The Treasury now expects to save a total of $13.4 billion over the five-year budget cycle, but that includes $2.5 billion from lowering the guaranteed minimum rate on savings bonds from 6% to 4%. The savings bond decision was taken in February and is separate from the decision to change the Treasury's debt mix.

Under the revised debt strategy, the Treasury will issue the 30-year bond each August and February, beginning with an $11 billion offering. There will be no bond auctions at the quarterly refundings in November and May.

For the first year, at least, the new policy implies long bond issues totaling about $22 billion, compared with last year's sales totaling $40.25 billion.

The Treasury also decided to eliminate auctions of seven-year notes, which were previously sold in quarterly issues of $9.75 billion. No changes were made in the regular auction of five- and 10-year notes.

The Treasury said it will increase issues of bills and notes with maturities up to three years, where interest rates are lower than those for securities with longer maturities.

The Congressional Budget Office has estimated that a shift in the debt mix will save only $6.4 billion, well short of the administration's revised $10.8 billion forecast.

OMB officials attributed the difference largely to contrasting assumptions about what would have happened to long bond volume without a change in debt management policy. The CBO estimate totaled $37 billion a year in bond issues while the Treasury estimated $49 billion by 1998.

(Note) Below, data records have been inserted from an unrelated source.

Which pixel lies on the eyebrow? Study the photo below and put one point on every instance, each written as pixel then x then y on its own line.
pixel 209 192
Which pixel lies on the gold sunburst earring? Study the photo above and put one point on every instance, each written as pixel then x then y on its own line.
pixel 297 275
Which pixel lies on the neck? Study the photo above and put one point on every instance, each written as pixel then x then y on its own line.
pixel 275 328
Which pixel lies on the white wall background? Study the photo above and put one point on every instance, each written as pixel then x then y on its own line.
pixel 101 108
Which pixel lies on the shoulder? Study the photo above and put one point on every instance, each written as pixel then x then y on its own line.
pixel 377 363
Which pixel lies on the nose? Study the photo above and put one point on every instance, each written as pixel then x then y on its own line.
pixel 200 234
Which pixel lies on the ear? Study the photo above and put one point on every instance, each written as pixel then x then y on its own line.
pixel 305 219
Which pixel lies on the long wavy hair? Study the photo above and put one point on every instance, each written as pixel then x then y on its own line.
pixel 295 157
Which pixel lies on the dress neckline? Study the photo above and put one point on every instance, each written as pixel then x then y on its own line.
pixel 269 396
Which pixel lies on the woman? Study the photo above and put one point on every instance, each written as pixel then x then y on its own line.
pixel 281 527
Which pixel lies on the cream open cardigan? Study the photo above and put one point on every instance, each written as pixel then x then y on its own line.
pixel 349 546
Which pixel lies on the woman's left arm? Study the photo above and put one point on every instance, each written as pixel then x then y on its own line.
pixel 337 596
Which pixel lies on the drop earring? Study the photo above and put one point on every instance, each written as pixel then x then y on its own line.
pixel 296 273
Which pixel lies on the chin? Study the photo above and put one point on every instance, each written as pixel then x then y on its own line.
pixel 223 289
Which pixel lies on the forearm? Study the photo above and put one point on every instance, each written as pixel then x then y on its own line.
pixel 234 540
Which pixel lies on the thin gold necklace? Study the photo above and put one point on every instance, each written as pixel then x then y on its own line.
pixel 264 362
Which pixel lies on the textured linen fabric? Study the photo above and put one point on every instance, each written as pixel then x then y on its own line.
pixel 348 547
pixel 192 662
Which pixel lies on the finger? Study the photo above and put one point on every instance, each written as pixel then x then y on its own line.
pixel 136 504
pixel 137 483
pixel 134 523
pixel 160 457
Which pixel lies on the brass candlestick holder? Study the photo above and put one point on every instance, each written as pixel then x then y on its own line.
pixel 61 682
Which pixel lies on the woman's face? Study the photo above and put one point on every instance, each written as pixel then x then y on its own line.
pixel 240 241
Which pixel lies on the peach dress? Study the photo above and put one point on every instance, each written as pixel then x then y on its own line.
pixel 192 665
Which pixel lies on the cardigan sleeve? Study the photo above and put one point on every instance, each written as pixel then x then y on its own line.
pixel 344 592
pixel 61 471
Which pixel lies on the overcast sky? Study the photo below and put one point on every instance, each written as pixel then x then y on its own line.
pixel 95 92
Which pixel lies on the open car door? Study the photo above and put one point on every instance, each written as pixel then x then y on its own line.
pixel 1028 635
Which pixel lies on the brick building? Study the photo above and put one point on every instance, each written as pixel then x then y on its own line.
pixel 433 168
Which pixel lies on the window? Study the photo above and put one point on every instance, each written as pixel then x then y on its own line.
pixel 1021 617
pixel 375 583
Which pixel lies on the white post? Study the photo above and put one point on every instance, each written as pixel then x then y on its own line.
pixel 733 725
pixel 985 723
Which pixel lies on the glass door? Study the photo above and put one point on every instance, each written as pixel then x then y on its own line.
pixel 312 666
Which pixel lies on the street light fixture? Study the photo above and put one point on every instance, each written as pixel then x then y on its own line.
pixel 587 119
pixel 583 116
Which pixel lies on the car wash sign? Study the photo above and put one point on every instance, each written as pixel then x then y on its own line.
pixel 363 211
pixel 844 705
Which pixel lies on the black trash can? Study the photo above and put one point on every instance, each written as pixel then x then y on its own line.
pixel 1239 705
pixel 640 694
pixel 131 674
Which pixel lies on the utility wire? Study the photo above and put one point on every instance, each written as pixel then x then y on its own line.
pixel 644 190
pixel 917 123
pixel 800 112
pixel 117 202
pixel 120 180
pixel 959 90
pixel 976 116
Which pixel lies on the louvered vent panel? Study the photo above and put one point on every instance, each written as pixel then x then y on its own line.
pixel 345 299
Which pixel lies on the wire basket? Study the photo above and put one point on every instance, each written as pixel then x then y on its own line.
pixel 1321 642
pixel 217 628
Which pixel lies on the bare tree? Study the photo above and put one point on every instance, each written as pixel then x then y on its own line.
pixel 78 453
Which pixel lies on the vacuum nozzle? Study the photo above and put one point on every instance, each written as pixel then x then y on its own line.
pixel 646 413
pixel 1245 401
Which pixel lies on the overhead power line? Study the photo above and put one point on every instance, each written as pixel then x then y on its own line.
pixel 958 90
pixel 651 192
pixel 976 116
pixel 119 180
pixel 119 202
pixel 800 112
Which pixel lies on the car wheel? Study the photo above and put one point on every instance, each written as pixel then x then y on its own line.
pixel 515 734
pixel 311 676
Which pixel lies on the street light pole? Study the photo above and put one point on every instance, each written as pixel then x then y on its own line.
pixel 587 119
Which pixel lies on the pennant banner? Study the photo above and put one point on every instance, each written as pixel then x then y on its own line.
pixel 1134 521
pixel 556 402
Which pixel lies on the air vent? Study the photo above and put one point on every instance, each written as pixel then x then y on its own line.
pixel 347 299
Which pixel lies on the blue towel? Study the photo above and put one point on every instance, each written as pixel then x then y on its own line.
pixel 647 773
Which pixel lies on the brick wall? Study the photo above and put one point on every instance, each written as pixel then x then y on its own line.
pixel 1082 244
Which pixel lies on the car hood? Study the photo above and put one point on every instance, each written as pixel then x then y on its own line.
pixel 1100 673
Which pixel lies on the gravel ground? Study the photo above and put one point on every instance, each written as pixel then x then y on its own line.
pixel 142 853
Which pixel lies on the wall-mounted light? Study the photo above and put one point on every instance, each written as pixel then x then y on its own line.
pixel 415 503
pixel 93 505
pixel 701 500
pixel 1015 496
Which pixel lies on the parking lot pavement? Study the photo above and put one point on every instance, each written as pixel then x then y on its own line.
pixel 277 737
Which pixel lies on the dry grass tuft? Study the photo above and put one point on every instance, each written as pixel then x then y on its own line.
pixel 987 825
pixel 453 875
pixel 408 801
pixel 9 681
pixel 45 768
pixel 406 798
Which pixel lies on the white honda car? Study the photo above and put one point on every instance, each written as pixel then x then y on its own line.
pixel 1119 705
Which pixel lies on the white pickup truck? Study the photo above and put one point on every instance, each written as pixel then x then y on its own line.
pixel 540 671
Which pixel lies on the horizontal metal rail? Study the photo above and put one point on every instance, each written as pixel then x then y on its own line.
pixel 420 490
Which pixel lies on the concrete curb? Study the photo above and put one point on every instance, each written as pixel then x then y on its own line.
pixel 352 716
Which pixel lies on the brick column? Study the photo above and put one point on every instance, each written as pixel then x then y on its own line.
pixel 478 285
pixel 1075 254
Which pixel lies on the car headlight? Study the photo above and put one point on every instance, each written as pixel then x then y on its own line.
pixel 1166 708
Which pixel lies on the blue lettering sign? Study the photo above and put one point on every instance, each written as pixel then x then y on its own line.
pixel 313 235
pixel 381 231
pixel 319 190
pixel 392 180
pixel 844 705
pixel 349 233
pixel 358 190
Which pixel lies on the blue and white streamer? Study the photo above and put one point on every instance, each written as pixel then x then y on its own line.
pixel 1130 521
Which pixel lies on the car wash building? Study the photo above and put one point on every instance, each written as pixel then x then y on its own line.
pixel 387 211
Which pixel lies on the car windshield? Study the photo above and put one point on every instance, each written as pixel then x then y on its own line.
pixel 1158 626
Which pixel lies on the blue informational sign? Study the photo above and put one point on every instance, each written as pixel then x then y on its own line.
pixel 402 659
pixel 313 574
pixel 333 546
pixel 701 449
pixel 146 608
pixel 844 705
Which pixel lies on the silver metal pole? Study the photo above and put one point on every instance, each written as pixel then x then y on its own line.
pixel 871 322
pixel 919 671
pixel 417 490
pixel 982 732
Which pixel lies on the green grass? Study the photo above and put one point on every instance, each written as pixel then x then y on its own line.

Private analysts were skeptical of the latest savings estimates from the administration. Leonard Santow, managing director of Griggs & Santow Inc., said he expects to see savings over five years in the range of $4 billion to $6 billion.

Over time, the Treasury likely will see a flatter yield curve that pushes up short rates and lowers long rates, said Santow. The shift to shorter maturities "is definitely going to save money," in the first five years, he said, "but after that you might even argue that this will cost money" by failing to lock up current rates on long-term debt.